Search interrupted by bad weather
The search for Cleo was temporarily suspended due to bad weather on Tuesday morning.
Ground and aircrews were stood down in some areas after it was deemed too unsafe to continue searching in the wind and rain. Search efforts were resumed just after 1pm (local time).
Inspector Jon Munday revealed on 6PR on Tuesday morning the bad weather had thrown an additional "spanner in the works".
The campsite's desolate surroundings combined with deteriorating conditions had heightened concerns for Cleo's wellbeing, Inspector Munday said.
"It's a very, very harsh environment. Until today it has been quite warm, and there's limited fresh water around. If she is out in the area, we do have grave concerns for her," he said.
While authorities were investigating two main scenarios – Cleo either wandering off, or being taken by someone – Inspector Munday said crews were no closer to "unravelling the mystery".
"I wish I had some answers for the family, but unfortunately we simply don't know and as the hours go by and the days go by, our concerns get more and more grave," he said.
"We can't rule out she may be still in the area, and we can't rule out she's left the area - that would be our worst case scenario, that paints more of a sinister picture."

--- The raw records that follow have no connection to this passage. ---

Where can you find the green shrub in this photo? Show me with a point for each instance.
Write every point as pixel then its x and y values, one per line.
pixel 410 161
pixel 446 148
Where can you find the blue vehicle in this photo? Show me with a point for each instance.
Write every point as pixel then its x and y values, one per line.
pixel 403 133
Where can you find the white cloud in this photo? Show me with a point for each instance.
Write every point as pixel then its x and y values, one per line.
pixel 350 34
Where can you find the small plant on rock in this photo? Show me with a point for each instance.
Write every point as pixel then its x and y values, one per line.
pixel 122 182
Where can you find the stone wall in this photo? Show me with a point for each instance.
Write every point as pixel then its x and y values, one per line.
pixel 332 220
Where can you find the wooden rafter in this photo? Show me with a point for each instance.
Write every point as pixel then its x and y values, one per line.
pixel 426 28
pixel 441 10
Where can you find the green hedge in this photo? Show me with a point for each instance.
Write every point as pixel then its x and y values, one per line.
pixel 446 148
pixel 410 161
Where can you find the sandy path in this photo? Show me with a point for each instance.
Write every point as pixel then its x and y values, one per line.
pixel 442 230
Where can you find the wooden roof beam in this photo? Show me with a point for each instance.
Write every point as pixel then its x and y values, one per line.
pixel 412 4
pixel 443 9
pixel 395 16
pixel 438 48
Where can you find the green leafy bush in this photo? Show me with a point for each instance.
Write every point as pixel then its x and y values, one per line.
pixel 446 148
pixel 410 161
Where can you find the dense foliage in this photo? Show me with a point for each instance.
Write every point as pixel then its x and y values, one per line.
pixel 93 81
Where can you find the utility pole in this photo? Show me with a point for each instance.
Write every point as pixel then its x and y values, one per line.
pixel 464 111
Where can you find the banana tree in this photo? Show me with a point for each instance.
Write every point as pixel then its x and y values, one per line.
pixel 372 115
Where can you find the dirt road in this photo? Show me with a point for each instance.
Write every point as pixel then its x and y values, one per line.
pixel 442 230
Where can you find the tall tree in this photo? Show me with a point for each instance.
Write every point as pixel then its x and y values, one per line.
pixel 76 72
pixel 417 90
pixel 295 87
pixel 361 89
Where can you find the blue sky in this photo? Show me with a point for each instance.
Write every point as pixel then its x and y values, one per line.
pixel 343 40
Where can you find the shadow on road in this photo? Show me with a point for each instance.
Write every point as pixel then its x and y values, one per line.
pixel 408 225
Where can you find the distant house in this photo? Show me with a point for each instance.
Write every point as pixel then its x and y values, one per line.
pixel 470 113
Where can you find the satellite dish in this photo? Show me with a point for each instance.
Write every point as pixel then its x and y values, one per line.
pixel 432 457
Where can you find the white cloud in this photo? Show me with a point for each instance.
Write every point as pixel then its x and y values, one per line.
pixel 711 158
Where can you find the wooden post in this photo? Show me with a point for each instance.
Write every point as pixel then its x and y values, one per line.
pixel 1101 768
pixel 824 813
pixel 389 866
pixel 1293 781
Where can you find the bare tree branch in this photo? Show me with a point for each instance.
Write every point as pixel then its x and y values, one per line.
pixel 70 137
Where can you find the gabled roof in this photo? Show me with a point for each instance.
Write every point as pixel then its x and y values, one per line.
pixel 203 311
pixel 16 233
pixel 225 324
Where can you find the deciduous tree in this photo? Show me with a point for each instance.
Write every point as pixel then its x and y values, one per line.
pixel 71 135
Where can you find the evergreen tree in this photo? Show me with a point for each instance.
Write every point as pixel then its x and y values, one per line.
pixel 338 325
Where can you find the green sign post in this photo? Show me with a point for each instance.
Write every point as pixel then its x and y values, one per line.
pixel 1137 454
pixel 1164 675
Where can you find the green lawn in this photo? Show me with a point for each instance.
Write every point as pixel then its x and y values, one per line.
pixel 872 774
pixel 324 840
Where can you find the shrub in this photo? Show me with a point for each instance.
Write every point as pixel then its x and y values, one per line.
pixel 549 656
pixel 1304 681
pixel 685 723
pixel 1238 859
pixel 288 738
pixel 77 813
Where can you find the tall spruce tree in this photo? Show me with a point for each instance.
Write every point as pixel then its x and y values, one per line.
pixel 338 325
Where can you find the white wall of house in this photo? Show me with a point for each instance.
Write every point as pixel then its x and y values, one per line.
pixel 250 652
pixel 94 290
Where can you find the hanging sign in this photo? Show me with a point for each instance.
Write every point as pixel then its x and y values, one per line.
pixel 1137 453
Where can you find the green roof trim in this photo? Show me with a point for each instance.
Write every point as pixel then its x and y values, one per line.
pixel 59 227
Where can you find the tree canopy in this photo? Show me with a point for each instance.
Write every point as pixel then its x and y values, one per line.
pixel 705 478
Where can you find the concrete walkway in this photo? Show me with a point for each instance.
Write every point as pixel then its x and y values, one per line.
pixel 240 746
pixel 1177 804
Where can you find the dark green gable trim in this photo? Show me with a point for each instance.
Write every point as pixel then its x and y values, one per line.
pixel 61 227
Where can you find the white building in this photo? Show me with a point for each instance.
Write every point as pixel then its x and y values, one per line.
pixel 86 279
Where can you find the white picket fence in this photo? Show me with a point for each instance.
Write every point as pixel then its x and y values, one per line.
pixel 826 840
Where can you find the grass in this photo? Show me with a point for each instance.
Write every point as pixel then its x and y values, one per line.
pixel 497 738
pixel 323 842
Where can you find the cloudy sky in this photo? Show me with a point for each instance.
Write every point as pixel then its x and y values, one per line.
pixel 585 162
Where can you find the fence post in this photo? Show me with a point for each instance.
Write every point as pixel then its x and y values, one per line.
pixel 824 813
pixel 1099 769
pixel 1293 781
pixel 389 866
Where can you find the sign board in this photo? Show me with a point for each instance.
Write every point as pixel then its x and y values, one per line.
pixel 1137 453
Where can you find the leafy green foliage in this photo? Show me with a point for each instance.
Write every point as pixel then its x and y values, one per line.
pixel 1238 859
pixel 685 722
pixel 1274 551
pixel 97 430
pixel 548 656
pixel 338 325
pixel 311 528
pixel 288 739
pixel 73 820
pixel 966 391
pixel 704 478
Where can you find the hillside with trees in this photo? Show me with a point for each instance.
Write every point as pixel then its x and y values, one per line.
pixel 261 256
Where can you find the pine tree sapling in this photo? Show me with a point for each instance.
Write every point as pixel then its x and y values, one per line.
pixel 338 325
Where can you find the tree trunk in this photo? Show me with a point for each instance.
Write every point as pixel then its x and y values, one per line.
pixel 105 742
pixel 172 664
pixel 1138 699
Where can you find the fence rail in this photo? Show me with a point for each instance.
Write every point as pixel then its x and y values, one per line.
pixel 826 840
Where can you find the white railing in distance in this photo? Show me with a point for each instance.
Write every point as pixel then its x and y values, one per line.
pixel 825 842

Cleo could be interstate by now
Members of the state crime squad had been working around the clock in the desperate hunt for Cleo, with investigators now imploring people across the country to keep their eyes peeled for the four-year-old.
"We are pushing the message out as far as it can possibly go, including interstate about possible sightings," Munday said.
"It is a race against time."
He added that the Blowholes campground "had quite a lot of people in it that night", with investigators working to track everyone there at the time.
"It is a mystery we're trying to unravel, there's a lot of moving parts," he said.
Police were seeking to speak with anyone in the Blowholes area between Thursday and Sunday, with the goal to attain any dashcam footage.
Missing sleeping bag
Police revealed that Cleo's sleeping bag was also missing from the family's campsite, but had remained tight-lipped on what else may have been removed.
Inspector Munday said on Sunday he was not "at liberty to divulge what else may be missing".
He has repeated the assertion that authorities were "not ruling out" any possible cause for Cleo's disappearance.
"We can't take anything off the table," he told Sunrise on Tuesday.
Cleo's dad interviewed by police
Inspector Munday confirmed on Tuesday Cleo's biological father had been interviewed by police as part of the search for his daughter.
Daniel Staines was asked to give a statement at Mandurah Station, 1000km south of where Cleo vanished, Seven News reported.
He reportedly did so willingly and appeared with his parents by his side. There is no suggestion he has anything to do with his daughter's disappearance.
Munday said the interview was "normal police practice" to help investigators "build a really good victimology profile of Cleo and the family".